Far Beyond Rubies
Page 12
Was Juliana’s half-brother bred up to be a Papist? Gervaise whistled low. How old was William when his mother died?
“Is something troubling you?” Ralph asked in a sharp voice.
“Yes,” he replied and told Ralph everything he knew about Juliana and her family. “Now you know why I brought her here. I fear there is far more at stake than the ownership of Riverside House, yet I am damned if I know what. But I intend to find out.”
Ralph heaved a sigh. “There have been, indeed there still are, many Jacobite plots. The whole country is in a fret as to whether Sophia of Hanover or—if she predeceases Queen Anne—her oaf of a son, George, will inherit the throne. Of course, there are many Roman Catholic claimants to the succession but the Test Act precludes them from inheriting it and everyone knows the country would not tolerate another Roman Catholic king or queen.”
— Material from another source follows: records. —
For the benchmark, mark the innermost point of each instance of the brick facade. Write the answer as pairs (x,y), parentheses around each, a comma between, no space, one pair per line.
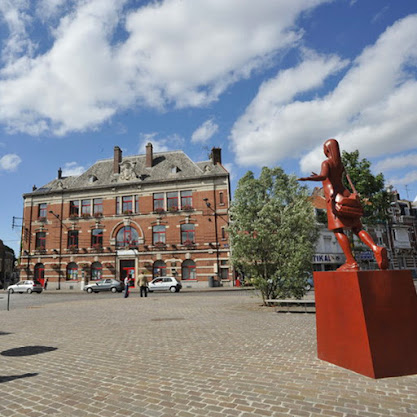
(106,223)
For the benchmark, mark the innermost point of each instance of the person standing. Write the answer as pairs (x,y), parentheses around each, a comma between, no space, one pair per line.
(126,282)
(143,284)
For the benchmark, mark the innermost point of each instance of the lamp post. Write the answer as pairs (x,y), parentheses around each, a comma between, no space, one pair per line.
(60,247)
(208,204)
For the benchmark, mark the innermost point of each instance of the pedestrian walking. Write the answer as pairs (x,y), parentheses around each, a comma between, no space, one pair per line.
(143,284)
(126,282)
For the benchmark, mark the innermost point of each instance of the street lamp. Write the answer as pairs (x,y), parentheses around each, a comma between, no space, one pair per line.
(208,204)
(60,247)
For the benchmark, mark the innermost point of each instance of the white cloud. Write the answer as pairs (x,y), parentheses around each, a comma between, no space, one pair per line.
(176,52)
(72,169)
(230,168)
(407,179)
(204,132)
(15,14)
(396,162)
(10,162)
(370,109)
(164,144)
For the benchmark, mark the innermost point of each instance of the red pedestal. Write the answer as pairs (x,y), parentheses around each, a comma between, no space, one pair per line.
(367,321)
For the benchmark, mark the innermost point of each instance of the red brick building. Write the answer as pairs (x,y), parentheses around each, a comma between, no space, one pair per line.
(159,212)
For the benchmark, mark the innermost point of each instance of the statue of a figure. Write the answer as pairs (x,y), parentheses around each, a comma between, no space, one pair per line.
(332,170)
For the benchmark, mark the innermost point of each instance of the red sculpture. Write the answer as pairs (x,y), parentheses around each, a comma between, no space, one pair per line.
(343,208)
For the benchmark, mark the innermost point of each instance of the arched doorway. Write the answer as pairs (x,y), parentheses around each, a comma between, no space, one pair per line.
(127,236)
(72,271)
(188,271)
(39,273)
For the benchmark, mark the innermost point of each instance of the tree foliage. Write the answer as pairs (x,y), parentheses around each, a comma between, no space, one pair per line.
(273,233)
(376,200)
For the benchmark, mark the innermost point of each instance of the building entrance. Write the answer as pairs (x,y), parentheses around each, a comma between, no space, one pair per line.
(127,269)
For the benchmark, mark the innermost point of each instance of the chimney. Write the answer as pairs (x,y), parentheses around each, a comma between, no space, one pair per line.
(216,156)
(117,159)
(149,155)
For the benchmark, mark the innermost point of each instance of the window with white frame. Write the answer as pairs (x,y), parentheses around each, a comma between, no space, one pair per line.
(98,206)
(172,200)
(158,201)
(158,234)
(186,199)
(187,233)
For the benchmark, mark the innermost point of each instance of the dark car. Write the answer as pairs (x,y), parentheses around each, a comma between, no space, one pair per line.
(112,285)
(165,284)
(28,286)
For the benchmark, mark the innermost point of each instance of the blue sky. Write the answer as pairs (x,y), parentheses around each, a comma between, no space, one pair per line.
(267,81)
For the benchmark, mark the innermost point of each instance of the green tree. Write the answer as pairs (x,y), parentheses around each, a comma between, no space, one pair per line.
(375,199)
(273,233)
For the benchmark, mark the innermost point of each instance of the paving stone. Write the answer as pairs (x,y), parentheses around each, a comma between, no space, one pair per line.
(223,355)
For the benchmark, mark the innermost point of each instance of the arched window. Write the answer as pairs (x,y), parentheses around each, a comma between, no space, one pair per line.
(127,236)
(97,238)
(96,271)
(39,273)
(159,269)
(187,233)
(188,270)
(158,234)
(72,271)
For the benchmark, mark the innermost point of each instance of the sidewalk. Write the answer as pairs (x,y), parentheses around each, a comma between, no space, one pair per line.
(180,356)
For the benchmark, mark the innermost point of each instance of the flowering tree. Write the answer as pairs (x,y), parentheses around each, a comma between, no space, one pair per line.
(273,233)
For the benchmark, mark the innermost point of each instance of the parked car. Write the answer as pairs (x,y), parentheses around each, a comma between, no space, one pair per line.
(112,285)
(165,284)
(28,286)
(310,283)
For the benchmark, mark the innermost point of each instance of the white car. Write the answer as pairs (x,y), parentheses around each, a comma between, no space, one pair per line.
(26,286)
(165,284)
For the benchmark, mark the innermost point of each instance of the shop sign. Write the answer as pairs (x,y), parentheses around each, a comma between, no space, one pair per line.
(327,258)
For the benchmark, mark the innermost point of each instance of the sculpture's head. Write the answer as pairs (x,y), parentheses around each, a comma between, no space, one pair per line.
(331,149)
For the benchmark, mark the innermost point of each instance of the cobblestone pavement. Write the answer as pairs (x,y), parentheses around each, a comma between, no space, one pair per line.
(180,356)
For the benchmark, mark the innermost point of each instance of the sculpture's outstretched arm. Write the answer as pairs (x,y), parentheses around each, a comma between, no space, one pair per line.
(318,177)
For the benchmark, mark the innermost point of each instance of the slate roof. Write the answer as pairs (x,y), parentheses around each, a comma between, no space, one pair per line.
(167,166)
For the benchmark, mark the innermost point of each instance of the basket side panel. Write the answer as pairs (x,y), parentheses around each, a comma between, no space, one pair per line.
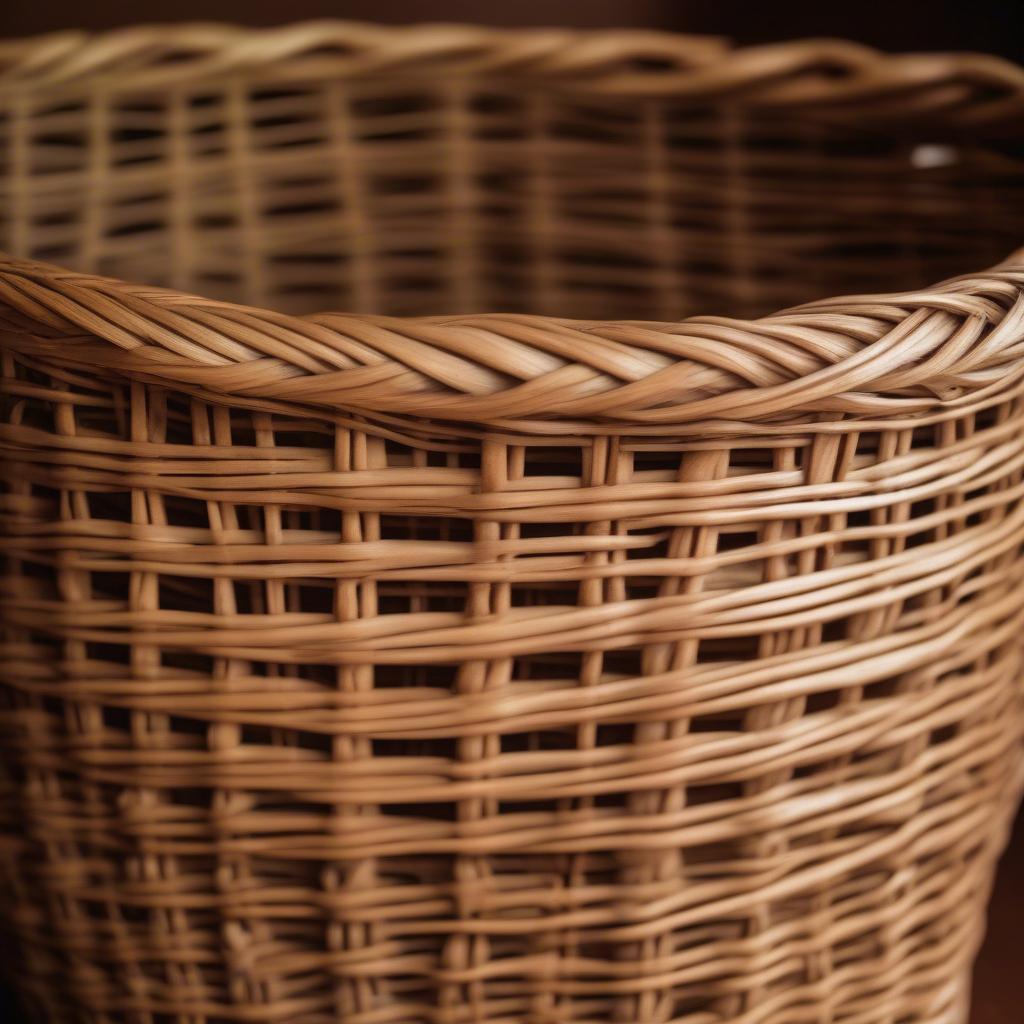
(305,720)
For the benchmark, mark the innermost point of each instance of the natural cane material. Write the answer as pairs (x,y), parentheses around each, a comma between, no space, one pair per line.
(559,634)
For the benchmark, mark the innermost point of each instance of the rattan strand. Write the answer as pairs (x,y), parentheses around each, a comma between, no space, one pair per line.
(602,659)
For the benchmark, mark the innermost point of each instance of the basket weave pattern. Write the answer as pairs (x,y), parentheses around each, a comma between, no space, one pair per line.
(483,668)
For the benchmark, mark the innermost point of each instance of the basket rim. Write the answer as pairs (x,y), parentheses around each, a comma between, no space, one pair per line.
(883,355)
(969,88)
(900,354)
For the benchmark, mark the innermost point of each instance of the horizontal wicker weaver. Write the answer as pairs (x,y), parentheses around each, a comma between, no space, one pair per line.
(560,634)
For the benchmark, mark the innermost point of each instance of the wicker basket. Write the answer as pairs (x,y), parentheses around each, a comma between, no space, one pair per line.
(424,665)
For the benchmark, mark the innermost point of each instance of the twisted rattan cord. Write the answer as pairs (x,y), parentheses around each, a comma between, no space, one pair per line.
(866,355)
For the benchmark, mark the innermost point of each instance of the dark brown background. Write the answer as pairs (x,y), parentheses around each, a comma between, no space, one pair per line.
(989,26)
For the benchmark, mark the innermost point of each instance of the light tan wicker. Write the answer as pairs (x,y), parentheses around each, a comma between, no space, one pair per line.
(493,668)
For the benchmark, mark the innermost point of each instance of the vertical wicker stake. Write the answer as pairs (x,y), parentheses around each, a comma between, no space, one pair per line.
(524,644)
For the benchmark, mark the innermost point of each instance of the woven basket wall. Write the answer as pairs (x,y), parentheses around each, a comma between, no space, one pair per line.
(557,634)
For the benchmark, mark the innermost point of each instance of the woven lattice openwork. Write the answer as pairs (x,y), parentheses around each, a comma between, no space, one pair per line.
(558,634)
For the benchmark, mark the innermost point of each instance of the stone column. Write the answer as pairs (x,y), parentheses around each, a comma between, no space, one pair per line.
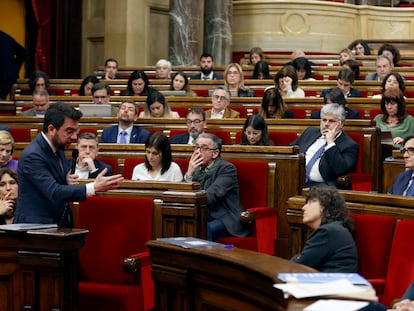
(185,32)
(217,30)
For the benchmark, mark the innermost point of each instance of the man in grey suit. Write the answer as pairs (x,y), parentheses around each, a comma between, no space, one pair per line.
(40,104)
(219,179)
(46,185)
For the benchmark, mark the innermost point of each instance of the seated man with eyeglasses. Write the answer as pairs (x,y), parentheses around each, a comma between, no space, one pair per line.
(196,123)
(101,94)
(219,180)
(404,182)
(220,109)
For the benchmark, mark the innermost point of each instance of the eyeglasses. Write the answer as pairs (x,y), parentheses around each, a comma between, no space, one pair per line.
(195,121)
(221,98)
(410,150)
(233,72)
(203,148)
(254,133)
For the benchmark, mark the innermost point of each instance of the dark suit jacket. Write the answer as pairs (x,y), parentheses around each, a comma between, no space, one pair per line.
(180,138)
(352,93)
(43,190)
(223,198)
(100,167)
(400,183)
(330,248)
(138,135)
(198,77)
(228,113)
(350,114)
(12,56)
(336,161)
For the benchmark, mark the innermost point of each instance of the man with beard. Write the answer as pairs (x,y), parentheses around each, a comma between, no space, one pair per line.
(206,67)
(125,132)
(46,185)
(196,123)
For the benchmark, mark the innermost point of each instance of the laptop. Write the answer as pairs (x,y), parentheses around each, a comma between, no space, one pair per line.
(386,138)
(173,93)
(95,110)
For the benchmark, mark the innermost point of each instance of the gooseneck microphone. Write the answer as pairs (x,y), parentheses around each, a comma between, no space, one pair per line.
(75,154)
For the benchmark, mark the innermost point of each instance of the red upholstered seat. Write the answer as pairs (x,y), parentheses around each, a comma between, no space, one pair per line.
(373,238)
(118,228)
(400,271)
(263,231)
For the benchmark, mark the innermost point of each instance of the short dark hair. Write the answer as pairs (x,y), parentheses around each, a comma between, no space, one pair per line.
(85,81)
(197,110)
(57,113)
(35,76)
(333,205)
(101,86)
(160,142)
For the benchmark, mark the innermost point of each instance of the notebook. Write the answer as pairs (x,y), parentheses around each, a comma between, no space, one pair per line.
(95,110)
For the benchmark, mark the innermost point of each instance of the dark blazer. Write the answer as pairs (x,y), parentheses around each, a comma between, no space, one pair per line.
(350,114)
(352,93)
(198,77)
(223,197)
(138,135)
(337,160)
(12,56)
(330,248)
(400,183)
(100,167)
(180,138)
(43,190)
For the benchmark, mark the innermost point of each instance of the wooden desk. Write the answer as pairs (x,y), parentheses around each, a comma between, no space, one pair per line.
(218,279)
(39,269)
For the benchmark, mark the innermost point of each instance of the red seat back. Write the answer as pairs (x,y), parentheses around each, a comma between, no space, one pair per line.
(118,228)
(373,238)
(400,271)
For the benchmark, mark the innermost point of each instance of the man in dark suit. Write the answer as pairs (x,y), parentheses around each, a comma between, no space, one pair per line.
(196,123)
(344,82)
(125,132)
(40,99)
(404,182)
(12,56)
(329,152)
(219,179)
(206,68)
(87,166)
(45,184)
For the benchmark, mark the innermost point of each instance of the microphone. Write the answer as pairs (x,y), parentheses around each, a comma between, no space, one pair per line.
(75,154)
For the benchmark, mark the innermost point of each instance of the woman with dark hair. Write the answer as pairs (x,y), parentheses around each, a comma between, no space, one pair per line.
(38,80)
(394,117)
(303,68)
(138,84)
(273,106)
(362,48)
(179,82)
(158,161)
(8,195)
(255,132)
(354,66)
(391,52)
(335,95)
(261,71)
(157,107)
(286,81)
(330,247)
(86,86)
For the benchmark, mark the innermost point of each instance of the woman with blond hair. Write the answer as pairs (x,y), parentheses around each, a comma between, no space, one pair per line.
(6,151)
(234,81)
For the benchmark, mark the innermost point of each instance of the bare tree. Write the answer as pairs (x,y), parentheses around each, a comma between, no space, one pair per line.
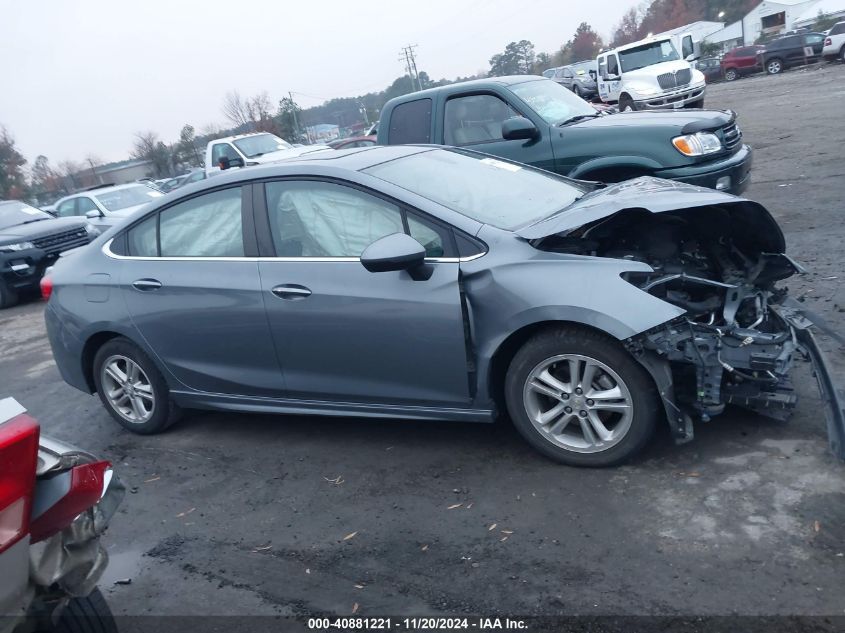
(147,146)
(236,109)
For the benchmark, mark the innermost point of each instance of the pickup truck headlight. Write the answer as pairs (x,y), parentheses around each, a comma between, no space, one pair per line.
(13,248)
(697,144)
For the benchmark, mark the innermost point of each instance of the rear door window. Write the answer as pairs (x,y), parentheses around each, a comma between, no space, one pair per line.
(410,122)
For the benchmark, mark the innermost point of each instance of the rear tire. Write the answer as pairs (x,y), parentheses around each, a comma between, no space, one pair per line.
(556,413)
(132,388)
(86,615)
(774,66)
(8,297)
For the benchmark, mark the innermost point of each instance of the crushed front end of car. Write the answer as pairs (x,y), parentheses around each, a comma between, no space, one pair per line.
(719,258)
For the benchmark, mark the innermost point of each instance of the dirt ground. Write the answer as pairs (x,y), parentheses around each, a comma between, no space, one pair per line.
(251,514)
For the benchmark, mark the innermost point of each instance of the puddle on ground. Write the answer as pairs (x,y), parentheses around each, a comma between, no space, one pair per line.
(122,565)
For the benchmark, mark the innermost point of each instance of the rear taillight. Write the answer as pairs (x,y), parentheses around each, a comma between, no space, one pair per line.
(83,486)
(18,462)
(46,287)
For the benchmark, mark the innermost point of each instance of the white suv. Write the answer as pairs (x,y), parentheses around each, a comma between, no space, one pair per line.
(834,42)
(244,150)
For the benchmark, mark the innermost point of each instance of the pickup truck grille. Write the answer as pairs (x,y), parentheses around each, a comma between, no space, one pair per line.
(732,135)
(682,77)
(60,242)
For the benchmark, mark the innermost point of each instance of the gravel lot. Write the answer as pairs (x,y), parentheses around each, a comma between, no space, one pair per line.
(250,514)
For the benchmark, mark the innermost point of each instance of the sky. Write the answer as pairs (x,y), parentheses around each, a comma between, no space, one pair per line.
(80,78)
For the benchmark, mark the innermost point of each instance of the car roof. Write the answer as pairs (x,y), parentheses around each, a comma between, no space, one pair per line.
(238,137)
(507,80)
(98,190)
(356,159)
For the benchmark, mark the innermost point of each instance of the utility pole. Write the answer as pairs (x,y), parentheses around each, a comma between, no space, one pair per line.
(411,64)
(295,122)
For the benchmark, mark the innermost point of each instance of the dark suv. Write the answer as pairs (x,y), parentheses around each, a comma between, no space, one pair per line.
(580,78)
(30,241)
(791,50)
(742,60)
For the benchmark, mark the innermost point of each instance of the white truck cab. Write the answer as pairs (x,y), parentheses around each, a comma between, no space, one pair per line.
(256,148)
(652,74)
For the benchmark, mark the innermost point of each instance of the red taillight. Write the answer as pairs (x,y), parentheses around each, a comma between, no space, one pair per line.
(46,287)
(18,462)
(86,486)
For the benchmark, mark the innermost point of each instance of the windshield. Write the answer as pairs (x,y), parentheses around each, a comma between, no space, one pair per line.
(554,103)
(486,189)
(253,146)
(127,197)
(15,213)
(647,55)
Gervaise raised his eyebrows. Could lily-livered William be party to a Jacobite plot? He looked at Ralph. “I shall trust you to keep Mistress Kemp safe in my absence.”
Ralph chuckled. “I think Barbara has decided you brought the young lady here because you are romantically inclined toward her.”
Gervaise shrugged. He had more important matters than Ralph’s raillery to consider. “What a fool I am,” he said before Ralph could tease him again. He rose to cross the book room to the age-darkened escritoire where he penned a few words. “I should have told Mrs Budgeon neither she nor her family are to tell anyone where my protégée is.”
Ralph crossed one leg over the other. “Budgeon, an unusual name, but who is the woman?”
“The proprietress of the lodging house at which Mistress Kemp stayed in London.”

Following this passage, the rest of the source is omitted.